Adequacy, Equity and Broad Based Taxes

June 23, 2012 1 comment

This originally appeared as an op ed piece in the Valley News, our regional newspaper. It was written at a time when the legislature was trying to come up with a definition of “adequacy” that wouldn’t require huge sums of money

The recent court ruling in New Hampshire, which found that the State failed to define a “constitutionally adequate education”, comes as no surprise to anyone familiar with the issue of education funding in New Hampshire. For decades the state legislature has grappled with the issue of funding equity, a seemingly impossible task given the state’s heavy reliance on property taxes to fund public schools, and over the years they have repeatedly fallen short of the mark. While the court ruling last week did not address the issue of equity directly, the legislature will be faced with the equity issue when it addresses the court’s mandate to “define and determine the cost of a constitutionally adequate education, further define the requirements of accountability, and establish a uniform tax rate by the end of fiscal year 2007”.  Following this legislative session, the Court will reexamine the funding method enacted and may take further action, if necessary, to ensure that the State provides a constitutionally adequate education.

In order to meet the directive set forth by the court, it seems to me that unless the legislature defines “adequacy” at a minimal level, they will be faced with two distasteful choices: raise tax revenues in the state or redistribute the existing funds raised in the towns. As an educator, I am concerned that the state will base their definition of “adequacy” on the economic realities they face and shortchange the opportunities for future New Hampshire students.

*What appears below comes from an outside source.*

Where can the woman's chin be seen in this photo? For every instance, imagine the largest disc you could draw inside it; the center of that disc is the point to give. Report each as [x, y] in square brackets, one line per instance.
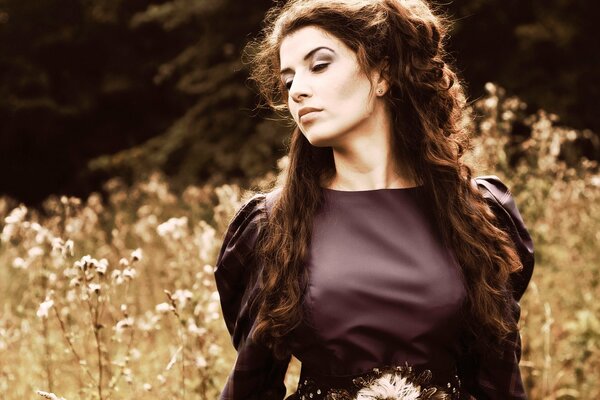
[318, 140]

As a superintendent who has worked in five different districts in four different states, I can attest to the reality that local communities and state legislatures often define an “adequate education” based on political and economic realities. In Bethel, Maine in the early 80s an 1890 vintage elementary school was “good enough for my kids because it was good enough for my grandfather”. In Brentwood New Hampshire in the mid 80s physical education, art and music programs were viewed as “frills”. In Western Maryland in the 90s class sizes of 25 were sufficient in elementary schools and class sizes of 35 or more were acceptable in upper level middle school courses. In all of these districts an “adequate wage” for teachers and administrators was so low that turnover was a fact of life— and the teachers and administrators who left the district were inevitably the best and brightest. These standards were not based on any dispassionate definition of adequacy. They were based on economic constraints.

Based on my experience as a school administrator, and given the urgency to have all students achieving at the highest level possible, I believe that the definition of an “adequate” education should be based on the explicit and implicit standards set by the highest performing districts— without regard to cost. If those standards are used, an “adequate” education would include the following:

  • Kindergarten
  • Class sizes of 18-22 in the primary grades
  • Class sizes of no more than 25 in intermediate grades
  • Art, Music, and Physical Education at least twice per week in the elementary grades
  • A media center in each school equipped with internet access
  • A computer classroom in every school large enough to accommodate a class
  • At least one computer in every classroom with internet access
  • Opportunities for High School students to enroll in courses that prepare them for SAT II tests in all content areas
  • Opportunities for High School students to enter the workforce upon graduation with pre-apprenticeship skills
  • Funds for each teacher to pursue graduate level courses and/or professional growth opportunities throughout their career
  • Teacher compensation levels that attract and retain talented and creative college graduates
  • Clean, well maintained schools

These “adequacy” standards are needed if we hope to graduate students who can compete in the global economy. But today these standards cannot be reached across the board in New Hampshire because of disparities in the property tax base. This conundrum may lead the legislature to revisit the notion of redistributing “excess” property tax revenue from relatively wealthy communities to poorer communities in order to avoid a broad based State tax. As Californians can attest, this approach is self-defeating since it will eventually cause the wealthier towns to depress their property taxes to avoid sending the “surplus” to other communities and institute user fees to retain the higher standards in their community.

In the weeks ahead, I urge you to share your “adequate education” standards with the candidates for the legislature in your communities. If the legislators tell you those standards require more funding, ask them how they plan to provide the funding needed to achieve these standards or to share their definition, for that definition will determine the fate of our students for the years ahead.